Doctors call her The Miracle Lady.
Shirley Jackson wasn’t expected to live, let alone function, after a car crash near Kingston left her in a coma.
Her family was told the best-case scenario — if she ever came out of the coma, that is — was that she’d be blind, deaf, a vegetable essentially, as the brain damage was so extensive.
Today the Forest Hill resident walks (with the aid of a cane or walker), paints, goes to exercise class, plays the piano, types, volunteers, swims, and does mall walking, museum excursions, and ceramics.
“I surprised all of them,” Jackson says of her coming out of her coma three months after the crash. “Eight months later, I walked down the hall.”
Having marked the 10th anniversary of the accident this summer, Jackson says she prefers not to think of the early days of her rehab, when life was hard.
With the right side of her body paralyzed, including her writing hand, she’s had to retrain herself to do everything — with her left hand.
“I just did it automatically,” she says of her recovery.
She counts perseverance and stubbornness as the two main reasons she turned her situation around so dramatically. She scrawled the words on a piece of paper in preparation for being interviewed.
Love of family, intelligence, rehab and the good Lord who knew she wanted to stay with friends and family are the other explanations she has written down.
A former elementary school teacher, Jackson is, not surprisingly, quite literary and education-minded. In the first year or so of her rehab, she wrote an ABC in Poetry book that her grandchildren illustrated. It was therapeutic, she says.
She’s also volunteers weekly at the Miles Nadal Community Centre reading to and playing the piano for nursery school children.
Nor is it surprising that the youngsters she reaches out to are affected by her. In her apartment in the Forest Hill Place Retirement Residence, a handmade card pinned to a bulletin board reads, “We love you Miss Shirley.”

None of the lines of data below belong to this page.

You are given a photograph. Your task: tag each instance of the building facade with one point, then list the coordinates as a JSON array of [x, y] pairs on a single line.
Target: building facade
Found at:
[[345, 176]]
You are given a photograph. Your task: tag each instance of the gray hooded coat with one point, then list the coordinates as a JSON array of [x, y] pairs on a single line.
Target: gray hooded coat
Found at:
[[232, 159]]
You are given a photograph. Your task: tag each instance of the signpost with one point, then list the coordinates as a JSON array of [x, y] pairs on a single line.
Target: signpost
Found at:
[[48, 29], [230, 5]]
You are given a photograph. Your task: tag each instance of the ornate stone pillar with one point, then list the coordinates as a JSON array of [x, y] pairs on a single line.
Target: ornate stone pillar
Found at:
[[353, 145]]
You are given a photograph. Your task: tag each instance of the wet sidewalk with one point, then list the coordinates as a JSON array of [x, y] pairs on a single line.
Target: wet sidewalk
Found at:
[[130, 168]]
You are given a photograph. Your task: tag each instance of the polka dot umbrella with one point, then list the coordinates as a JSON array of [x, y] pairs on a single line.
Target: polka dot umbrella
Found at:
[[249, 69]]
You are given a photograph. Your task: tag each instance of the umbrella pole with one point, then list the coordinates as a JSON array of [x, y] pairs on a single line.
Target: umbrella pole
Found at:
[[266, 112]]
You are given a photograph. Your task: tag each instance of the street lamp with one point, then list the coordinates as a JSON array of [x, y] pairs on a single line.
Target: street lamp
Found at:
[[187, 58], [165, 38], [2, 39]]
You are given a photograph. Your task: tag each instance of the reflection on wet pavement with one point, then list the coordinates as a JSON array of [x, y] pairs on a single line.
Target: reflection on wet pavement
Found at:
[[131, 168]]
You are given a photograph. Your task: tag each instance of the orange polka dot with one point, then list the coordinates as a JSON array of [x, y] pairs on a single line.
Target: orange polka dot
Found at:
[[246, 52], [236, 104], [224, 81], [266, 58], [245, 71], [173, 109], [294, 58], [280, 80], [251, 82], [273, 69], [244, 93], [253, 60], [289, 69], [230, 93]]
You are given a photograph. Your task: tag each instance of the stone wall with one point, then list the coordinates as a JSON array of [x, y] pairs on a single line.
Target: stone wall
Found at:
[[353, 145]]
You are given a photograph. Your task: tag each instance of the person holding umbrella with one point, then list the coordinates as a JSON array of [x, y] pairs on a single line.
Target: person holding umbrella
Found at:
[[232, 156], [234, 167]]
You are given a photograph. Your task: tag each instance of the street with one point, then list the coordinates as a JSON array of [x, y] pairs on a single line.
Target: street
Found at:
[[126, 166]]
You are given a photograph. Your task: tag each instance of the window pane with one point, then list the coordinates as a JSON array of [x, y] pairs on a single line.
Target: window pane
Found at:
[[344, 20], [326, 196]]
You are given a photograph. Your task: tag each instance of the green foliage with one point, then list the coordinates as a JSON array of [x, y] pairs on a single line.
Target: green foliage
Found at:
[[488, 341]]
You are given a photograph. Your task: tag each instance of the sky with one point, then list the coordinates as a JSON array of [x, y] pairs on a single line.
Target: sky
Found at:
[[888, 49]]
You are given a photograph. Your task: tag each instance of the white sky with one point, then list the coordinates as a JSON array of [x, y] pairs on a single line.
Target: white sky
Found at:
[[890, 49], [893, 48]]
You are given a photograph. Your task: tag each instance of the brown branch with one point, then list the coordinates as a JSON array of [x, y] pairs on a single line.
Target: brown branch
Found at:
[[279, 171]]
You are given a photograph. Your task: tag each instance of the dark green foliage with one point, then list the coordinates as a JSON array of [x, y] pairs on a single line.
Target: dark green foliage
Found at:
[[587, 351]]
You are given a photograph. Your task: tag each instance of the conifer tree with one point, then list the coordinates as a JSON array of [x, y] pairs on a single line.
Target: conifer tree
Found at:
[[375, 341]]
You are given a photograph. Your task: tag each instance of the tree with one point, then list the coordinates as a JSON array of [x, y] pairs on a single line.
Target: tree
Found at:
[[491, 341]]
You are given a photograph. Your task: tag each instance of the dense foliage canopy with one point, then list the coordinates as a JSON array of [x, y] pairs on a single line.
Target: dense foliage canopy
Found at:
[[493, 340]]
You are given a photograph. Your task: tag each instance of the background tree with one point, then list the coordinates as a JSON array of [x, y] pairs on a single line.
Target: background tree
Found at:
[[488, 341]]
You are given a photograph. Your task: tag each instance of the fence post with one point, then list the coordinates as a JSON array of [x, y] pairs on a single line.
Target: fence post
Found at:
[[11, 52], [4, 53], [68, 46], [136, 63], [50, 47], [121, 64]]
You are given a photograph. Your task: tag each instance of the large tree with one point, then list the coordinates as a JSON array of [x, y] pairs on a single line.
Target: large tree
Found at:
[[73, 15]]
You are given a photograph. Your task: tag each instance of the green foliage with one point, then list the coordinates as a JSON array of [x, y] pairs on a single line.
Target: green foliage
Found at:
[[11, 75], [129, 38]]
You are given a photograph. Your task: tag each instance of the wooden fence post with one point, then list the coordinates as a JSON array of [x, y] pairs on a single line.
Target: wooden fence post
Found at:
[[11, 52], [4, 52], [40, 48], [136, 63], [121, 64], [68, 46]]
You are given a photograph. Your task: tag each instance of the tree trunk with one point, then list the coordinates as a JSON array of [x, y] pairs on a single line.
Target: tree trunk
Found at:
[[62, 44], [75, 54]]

Another of Jackson’s prized possessions is an essay her grandson wrote years ago for a school assignment, which won a prize for the whole school board.
It’s titled “The Toughest Person I Know,” and it recounts all the hardships Jackson has lived through that have made her a survivor.
It begins, “You may think the toughest person I know is a wrestler, an athlete, or someone like that. Wrong.”
The essay sits on Jackson’s bookshelf overlooking her sitting room. It’s framed in a red frame. Tape behind the picture shows how long she’s had it for.
Nearby in her closet, there are dozens of Jackson’s paintings stacked up in closet. She paints every week at a Toronto studio called Karma Creative.
When she’s not going to doctor’s appointments and engaging in her steady list of activities — which are all written down in her daily agenda — she’s seeing her three children and grandchildren, all of whom are in Toronto.
“I’m very happy,” Jackson says. “I love the place here.”